Khan Hammal, Ahmed Sohail, Nawaz Sadia, Ahmad Wasim, Rafiq Muhammad Arshad
Department of Biosciences, COMSATS University, Islamabad, Pakistan.
Institute of Biochemistry, University of Balochistan, Quetta, Pakistan.
Klin Padiatr. 2021 Mar;233(2):53-58. doi: 10.1055/a-1223-2489. Epub 2020 Dec 18.
GLI3 is a transcriptional regulator of several genes involved in mammalian skeletal development. Mutations in the pleiotropic gene GLI3 may result in different inherited disorders including Greig cephalopolysyndactyly syndrome (GCPS). GCPS is characterized by mild to severe craniofacial and limb malformations.
Here, we report clinical and molecular study of 3 families with GCPS originated in different regions of Pakistan. Sanger sequencing revealed two novel variants including a frameshift [c. 3790_3791InsC, p.(Gly1236Argfs11)] and a missense [c.1692A>G, p.(His536Arg)], and one previously reported variant [c.1965_1966delAT, p.(His627Glufs48)] located in 2 different domains of the GLI3.
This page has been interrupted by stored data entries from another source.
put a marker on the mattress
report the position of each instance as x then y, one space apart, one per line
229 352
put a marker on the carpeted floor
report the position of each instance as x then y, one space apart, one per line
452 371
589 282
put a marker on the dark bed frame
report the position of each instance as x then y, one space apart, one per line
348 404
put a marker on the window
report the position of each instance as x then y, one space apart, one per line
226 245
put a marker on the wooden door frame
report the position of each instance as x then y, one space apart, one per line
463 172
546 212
This study not only expanded spectrum of the mutations in the but also highlighted phenotypic variability in the GCPS patients. This will facilitate diagnosis and genetic counseling of families with same and related disorders in the Pakistani population.
GLI3是参与哺乳动物骨骼发育的多个基因的转录调节因子。多效性基因GLI3的突变可能导致不同的遗传性疾病,包括Greig头多指综合征(GCPS)。GCPS的特征是轻至重度的颅面和肢体畸形。
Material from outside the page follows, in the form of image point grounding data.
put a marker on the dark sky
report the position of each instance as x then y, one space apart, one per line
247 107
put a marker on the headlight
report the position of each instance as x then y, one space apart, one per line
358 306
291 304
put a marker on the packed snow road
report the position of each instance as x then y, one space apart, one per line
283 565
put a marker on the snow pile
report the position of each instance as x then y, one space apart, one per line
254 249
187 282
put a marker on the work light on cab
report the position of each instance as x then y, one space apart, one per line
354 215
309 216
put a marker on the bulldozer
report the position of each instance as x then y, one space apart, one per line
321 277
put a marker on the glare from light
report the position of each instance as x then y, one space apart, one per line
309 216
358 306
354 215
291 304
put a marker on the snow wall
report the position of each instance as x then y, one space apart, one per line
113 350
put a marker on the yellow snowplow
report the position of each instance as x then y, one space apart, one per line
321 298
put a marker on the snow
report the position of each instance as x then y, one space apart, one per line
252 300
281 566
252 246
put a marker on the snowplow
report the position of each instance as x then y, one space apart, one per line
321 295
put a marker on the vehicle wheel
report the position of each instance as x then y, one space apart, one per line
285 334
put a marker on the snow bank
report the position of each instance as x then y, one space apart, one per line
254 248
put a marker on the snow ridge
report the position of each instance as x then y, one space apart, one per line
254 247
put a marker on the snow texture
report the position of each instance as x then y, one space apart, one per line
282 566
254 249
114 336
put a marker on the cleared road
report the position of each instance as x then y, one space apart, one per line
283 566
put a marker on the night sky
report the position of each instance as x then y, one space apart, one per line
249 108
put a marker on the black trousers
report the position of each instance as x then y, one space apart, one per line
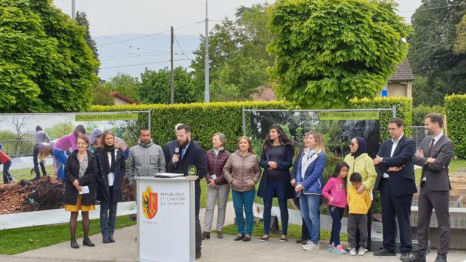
396 208
304 231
在此,我们报告了对源自巴基斯坦不同地区的3个GCPS家系的临床和分子研究。桑格测序揭示了两个新变体,包括一个移码突变[c. 3790_3791InsC,p.(Gly1236Argfs11)]和一个错义突变[c.1692A>G,p.(His536Arg)],以及一个先前报道的位于GLI3的2个不同结构域的变体[c.1965_1966delAT,p.(His627Glufs48)]。
本研究不仅扩展了GLI3突变谱,还突出了GCPS患者的表型变异性。这将有助于巴基斯坦人群中患有相同及相关疾病家庭的诊断和遗传咨询。